“Ah, would yer!” he shouted, tearing the rope away from me. “Comes up here, mates, bold as brass, and says it’s his’n.”
I felt more enraged and mortified now than alarmed, and I cried out:
“It is our rope, and that boy stole it; and I’ll tell the police.”
“Oh! yer will, will yer?” cried my captor. “We’ll see about that. Here, what money have yer got?”
“I’ve only enough for my breakfast,” I cried defiantly. “Give me my rope and let me go.”
“Oh yes, I’ll let yer go,” he cried, as I wrestled to get away, fighting with all my might, and striving to reach the rope at the same moment.
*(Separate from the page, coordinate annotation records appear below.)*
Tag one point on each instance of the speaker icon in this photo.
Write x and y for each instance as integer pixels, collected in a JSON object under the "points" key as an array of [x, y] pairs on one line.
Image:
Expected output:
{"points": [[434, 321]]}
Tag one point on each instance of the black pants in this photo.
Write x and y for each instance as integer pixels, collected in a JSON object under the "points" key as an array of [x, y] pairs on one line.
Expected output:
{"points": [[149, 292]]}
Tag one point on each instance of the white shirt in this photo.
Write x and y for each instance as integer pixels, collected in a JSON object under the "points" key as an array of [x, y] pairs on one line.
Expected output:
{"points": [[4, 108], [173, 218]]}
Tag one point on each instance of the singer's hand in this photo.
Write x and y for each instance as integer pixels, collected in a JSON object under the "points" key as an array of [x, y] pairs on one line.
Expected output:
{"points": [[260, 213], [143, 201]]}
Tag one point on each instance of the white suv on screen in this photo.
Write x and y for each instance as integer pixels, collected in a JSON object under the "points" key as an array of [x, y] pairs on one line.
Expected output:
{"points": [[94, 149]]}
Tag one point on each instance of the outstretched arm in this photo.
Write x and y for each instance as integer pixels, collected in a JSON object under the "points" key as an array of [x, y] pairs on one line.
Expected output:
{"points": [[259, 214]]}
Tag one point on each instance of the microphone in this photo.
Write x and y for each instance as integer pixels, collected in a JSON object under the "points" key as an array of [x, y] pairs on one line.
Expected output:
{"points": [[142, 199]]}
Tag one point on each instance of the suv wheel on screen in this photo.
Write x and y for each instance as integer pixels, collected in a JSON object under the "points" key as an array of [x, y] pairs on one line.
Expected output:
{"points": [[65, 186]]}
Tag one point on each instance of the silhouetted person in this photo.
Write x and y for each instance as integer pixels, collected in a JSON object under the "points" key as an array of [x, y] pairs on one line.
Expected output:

“Look out, Ned,” said one of the men at the door, grinning. “He’ll be too much for yer;” and the other uttered a hoarse laugh.
“Ah, that he will!” cried the big fellow, letting me get hold of the rope, and, tightening his grasp upon my collar, he kicked my legs from under me, so that I fell heavily half across the coil, while he went down on one knee and held me panting and quivering there, perfectly helpless.
The boy made another dart forward, and I saw the woman catch at him by the head, but his shortly-cropped hair glided through her hands, and he would have reached me had not the man kicked out at him and made him stop suddenly and watch for another chance.
“Who’s got a knife?” growled the man now savagely as he turned towards the two fellows at the door; “I’ll soon show him what it is to come here a-wanting to steal our cart-ropes. Chuck that there knife here.”